Dirt World is the brainchild of Richmond residents Jasmine Malabed and Dennis “D2” Hoskins, founders of the Dope Sauce Bike Club, a grassroots program that introduces city kids to cycling of all varieties.

In late 2015 Malabed and Hoskins helped lead the construction of a public pump track at Richmond’s John F. Kennedy Park, an undulating dirt oval that has proven to be a magnet for both local kids and riders from other cities.

The pump track project was supported by the Trust for Public Land (which was directing a major make-over of the park), Rich City Rides (a nonprofit org dedicated to improving Richmond’s physical and economic health through cycling), Action Sports Construction (which lent its track-building expertise) and many others, including volunteers from the neighborhood.

With the success of the pump track, Malabed and Hoskins began thinking bigger, deciding it was time Richmond had a full-blown bicycle skills park, a facility that could help grow the city’s cycling culture by introducing kids to a healthy and challenging alternative sport and providing a hardcore riding spot for more experienced bicyclists. The park, they concluded, should include dirt trails and tracks for all skill levels and should be geared for BMX bikes and mountain bikes.

The movement to create the park grew.

At Rich City Rides, executive director Najari Smith appreciated the ambition and threw his support to the park concept, providing meeting space and playing a key role in launching the project. 

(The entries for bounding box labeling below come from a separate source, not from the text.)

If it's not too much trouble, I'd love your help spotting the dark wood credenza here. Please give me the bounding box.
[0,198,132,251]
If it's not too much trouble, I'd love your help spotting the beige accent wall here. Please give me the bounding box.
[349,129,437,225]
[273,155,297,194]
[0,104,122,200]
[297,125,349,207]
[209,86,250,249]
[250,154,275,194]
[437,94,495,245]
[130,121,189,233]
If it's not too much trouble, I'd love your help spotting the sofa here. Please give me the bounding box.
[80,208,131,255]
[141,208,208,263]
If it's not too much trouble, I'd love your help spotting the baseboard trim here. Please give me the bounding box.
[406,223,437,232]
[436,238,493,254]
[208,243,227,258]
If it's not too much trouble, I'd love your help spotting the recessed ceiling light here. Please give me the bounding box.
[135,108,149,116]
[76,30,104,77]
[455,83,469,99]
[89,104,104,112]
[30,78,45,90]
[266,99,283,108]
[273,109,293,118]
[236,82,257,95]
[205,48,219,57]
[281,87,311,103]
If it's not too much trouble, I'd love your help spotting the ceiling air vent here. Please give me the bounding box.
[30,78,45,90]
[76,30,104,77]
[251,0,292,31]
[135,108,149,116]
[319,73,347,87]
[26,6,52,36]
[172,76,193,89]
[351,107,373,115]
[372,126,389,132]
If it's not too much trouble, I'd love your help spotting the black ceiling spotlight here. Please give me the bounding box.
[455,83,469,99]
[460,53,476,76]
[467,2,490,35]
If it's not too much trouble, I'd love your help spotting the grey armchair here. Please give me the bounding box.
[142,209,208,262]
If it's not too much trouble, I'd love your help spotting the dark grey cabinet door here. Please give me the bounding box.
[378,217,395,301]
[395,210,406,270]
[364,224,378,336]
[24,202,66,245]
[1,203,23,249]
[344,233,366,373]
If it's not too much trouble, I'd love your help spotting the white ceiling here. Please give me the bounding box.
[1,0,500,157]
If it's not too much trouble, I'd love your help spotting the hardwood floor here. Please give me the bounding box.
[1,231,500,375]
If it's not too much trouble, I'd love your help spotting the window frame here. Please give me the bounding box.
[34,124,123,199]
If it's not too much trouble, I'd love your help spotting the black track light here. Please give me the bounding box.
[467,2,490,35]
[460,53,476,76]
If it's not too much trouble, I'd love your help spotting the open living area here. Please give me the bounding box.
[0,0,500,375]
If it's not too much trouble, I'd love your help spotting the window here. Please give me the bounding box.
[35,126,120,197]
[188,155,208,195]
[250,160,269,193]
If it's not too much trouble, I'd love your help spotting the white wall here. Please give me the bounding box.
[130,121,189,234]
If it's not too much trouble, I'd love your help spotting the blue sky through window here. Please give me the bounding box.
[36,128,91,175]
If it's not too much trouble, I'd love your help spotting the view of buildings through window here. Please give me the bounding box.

Richmond BMX, a loose-knit collection of street and dirt riders, got involved, bringing shovel skills and design savvy.

A licensed landscape architect with over 20 years experience, Jeanine Strickland brought her immense knowledge of parks to the endeavor.

Richmond Friends of Recreation, a 501(c)(3) nonprofit org with deep roots in the community, generously agreed to act as fiscal sponsor for the park.

Many area cyclists began offering time and sweat, forming a Steering Committee to make the project happen.

Alex Fowler of Action Sports Construction agreed to orchestrate the building and to translate the many ideas of the Steering Committee and local riders into a coherent vision of awesome stuff to ride.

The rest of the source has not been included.